Wednesday, September 23, 2009

Friends and Sliver Moons

With that…I headed to Vegas. Not for your typical weekend of debauchery. For a weekend with friends who I don’t see often enough, for time away from “home”…and for some serious personal reflection.

My friend Manus is one of the most amazing people on this planet. I am forever grateful he’s in my life…yet still question how our paths crossed and stayed connected for so long. He’s an incredible man of integrity and value. In Vegas, I felt like I went home. I was WITH family. Manus is my brother, his sons are my nephews. I stayed back and talked to the woman who he fell in love with, and recently married. It was my first time meeting, Ms. Margarita…I think both of us understood how important the others opinion was of ourselves in the eyes of a man we both adore. We talked about him, her, the boys, me…and what’s been on my mind lately…MEN! I told her about my decision to pack things up and live a life not void of purpose and direction, but one without CLEAR directions. She told me she KNEW the world had something amazing in store for me. I told her I honestly believed that this time away from the life I’ve built in California is by design. The timing of everything cannot be THAT coincidental. The world is pushing me to do my own thing, to live for myself, take care of myself and surround myself with the ones I love…because whenever this is over…my life will look entirely different.

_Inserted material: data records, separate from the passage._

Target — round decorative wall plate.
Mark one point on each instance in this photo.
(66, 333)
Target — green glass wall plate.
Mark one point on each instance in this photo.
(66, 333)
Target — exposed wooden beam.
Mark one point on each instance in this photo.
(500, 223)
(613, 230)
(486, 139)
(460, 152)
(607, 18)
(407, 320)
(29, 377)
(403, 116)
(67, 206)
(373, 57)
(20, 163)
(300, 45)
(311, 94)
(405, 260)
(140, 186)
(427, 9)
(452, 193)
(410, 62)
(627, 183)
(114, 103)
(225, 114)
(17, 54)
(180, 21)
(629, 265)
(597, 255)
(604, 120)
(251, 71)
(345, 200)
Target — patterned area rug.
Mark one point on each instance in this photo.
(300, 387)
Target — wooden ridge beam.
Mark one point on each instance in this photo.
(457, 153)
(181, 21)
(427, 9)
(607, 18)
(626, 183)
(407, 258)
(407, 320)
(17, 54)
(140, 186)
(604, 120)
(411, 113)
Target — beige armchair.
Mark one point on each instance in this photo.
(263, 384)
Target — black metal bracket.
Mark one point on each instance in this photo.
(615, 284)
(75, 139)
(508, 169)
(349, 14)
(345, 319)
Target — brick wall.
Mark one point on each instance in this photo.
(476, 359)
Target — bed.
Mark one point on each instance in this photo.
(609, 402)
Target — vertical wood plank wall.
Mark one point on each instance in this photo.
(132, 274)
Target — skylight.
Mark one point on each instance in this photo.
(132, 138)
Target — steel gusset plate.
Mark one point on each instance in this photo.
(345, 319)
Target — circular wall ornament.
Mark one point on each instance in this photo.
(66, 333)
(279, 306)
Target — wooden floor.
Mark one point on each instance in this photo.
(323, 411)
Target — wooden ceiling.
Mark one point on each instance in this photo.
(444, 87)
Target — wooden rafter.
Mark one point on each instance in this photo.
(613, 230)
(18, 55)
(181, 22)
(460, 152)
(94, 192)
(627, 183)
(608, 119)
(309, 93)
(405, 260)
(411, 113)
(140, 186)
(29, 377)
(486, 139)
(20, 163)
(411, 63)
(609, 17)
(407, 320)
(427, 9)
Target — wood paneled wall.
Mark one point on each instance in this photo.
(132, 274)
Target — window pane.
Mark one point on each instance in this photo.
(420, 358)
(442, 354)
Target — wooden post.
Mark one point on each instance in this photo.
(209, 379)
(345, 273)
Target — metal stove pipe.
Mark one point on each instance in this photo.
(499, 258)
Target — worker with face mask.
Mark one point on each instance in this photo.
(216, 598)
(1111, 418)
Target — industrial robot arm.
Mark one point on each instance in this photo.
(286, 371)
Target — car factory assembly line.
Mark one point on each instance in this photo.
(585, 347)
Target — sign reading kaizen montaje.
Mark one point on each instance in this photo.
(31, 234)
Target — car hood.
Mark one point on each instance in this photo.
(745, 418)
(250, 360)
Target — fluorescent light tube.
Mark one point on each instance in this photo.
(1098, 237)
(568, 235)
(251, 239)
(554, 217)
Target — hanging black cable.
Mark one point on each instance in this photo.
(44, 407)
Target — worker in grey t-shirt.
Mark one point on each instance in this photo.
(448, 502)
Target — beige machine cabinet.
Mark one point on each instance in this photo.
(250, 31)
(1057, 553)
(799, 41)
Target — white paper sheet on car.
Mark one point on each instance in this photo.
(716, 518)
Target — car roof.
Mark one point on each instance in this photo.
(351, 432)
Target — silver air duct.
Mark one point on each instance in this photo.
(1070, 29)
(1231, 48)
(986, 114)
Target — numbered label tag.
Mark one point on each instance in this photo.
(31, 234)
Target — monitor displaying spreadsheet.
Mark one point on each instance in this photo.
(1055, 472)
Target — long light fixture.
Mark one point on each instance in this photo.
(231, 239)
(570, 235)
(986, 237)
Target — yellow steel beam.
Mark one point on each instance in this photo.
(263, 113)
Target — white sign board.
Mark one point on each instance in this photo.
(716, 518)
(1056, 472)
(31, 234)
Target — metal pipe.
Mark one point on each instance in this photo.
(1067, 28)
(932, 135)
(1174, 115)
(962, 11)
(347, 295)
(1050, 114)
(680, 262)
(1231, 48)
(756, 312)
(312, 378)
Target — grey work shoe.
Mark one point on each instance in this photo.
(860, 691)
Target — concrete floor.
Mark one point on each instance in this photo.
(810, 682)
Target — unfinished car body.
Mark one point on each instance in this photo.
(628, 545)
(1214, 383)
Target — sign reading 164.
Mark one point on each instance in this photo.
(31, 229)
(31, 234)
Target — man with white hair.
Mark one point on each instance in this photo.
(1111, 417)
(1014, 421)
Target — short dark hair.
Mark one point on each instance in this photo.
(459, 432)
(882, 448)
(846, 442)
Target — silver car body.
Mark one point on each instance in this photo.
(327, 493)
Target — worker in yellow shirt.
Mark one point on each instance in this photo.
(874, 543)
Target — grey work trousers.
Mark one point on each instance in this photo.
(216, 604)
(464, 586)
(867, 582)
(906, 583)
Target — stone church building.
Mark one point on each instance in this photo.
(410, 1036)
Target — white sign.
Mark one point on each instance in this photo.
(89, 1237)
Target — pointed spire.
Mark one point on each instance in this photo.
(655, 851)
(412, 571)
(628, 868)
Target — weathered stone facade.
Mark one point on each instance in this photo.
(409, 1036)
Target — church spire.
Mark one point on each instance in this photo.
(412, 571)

On the drive home the next day, I found myself lost in thoughts…and staring at a sliver moon. Teeny tiny, skinny little moon…hanging in the middle of the desert, somewhere between Vegas and home. For an hour I kept staring at that moon. I started to wonder why…what is it about this new moon? And just like a baseball bat to the head it hit me! New beginnings are like the beginning of the newest moon. With that, I leave you with “Sliver Moons and Other Musings” as I begin my journey!